Piralan (also commonly spelt Peralan, Peralan, or Perattu) is a traditional Kerala-style dry roast dish — a semi-dry or fully dry non-vegetarian preparation. A very spicy dish, meat (or sometimes fish) is slow-cooked or roasted in a thick, intensely spiced masala until the gravy reduces completely, coating the pieces in a flavorful, masala-heavy layer.

It’s a hallmark of Kerala Christian cuisine (especially Syrian Christian/Nasrani and Anglo-Indian styles in Central and North Kerala, like Kochi/Malabar regions), often served as a festive side dish during Christmas, Easter, weddings, or family gatherings. The name “Peralan” comes from the Malayalam word “peraluka” or “perukkan” meaning to coat or cover thickly with masala.

Piralan is a trademark Kerala side dish, used for all occasions. Chicken and mutton piralan are the most common derivatives. Sometimes, tubers like potatoes and koorka (Chinese potatoes) are diced and added to this recipe.
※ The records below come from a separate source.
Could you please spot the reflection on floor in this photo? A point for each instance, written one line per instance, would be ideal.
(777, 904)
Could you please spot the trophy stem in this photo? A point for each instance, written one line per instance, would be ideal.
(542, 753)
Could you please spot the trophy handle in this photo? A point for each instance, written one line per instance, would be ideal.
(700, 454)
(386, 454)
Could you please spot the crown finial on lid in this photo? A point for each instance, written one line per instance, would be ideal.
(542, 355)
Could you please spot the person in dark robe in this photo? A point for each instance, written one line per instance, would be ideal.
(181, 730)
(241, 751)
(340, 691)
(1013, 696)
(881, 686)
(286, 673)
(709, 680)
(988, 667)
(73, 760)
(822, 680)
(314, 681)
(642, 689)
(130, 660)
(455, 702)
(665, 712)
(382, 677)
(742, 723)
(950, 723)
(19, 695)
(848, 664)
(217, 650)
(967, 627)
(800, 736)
Also read: Mutton Piralan with Potatoes – Recipe.

Mutton Piralan recipe

Ingredients for Mutton Piralan (Mutton Dry Fry):

  1. Oil – 4 big spoons
  2. Cumin seeds – 2 small spoons
    Bay leaf (Vayana Ila) – 4
    Cinnamon – 4 piece
    Green cardamom – 3
    Dark cardamom – 6, big
  3. Onions – ½ kg, chopped
  4. Ginger paste – 2 big spoons
    Garlic paste – 1 big spoon
  5. Mutton – 1 kg
  6. Coriander powder – 3 big spoons
    Turmeric powder – ½ small spoon
  7. Tomato – 250 gm, finely chopped
    Coriander leaves chopped – As required
  8. Salt – As needed
  9. Garam masala powder – 2 small spoons

How to prepare Mutton Piralan (Mutton Dry Fry)?

  1. Heat oil in a pan and sauté ingredients no: 2, one after the other.
  2. Add onions and sauté till they turn golden brown.
  3. Add ginger and garlic paste and sauté again.
  4. When it’s done, add mutton pieces and cook in a low flame.
  5. After 10 minutes, add ingredients no: 6 along with a little water and cook well.
  6. Add tomatoes and coriander leaves and cook for a few minutes.
  7. Add sufficient salt and mix it well.
  8. If you want to have some gravy, you can add water.
  9. Finally, add garam masala powder and take off the flame.

Note: If you marinate the mutton pieces with green papaya paste and let them rest for a while, the meat cooks more easily. You can also cook the mutton using a pressure cooker.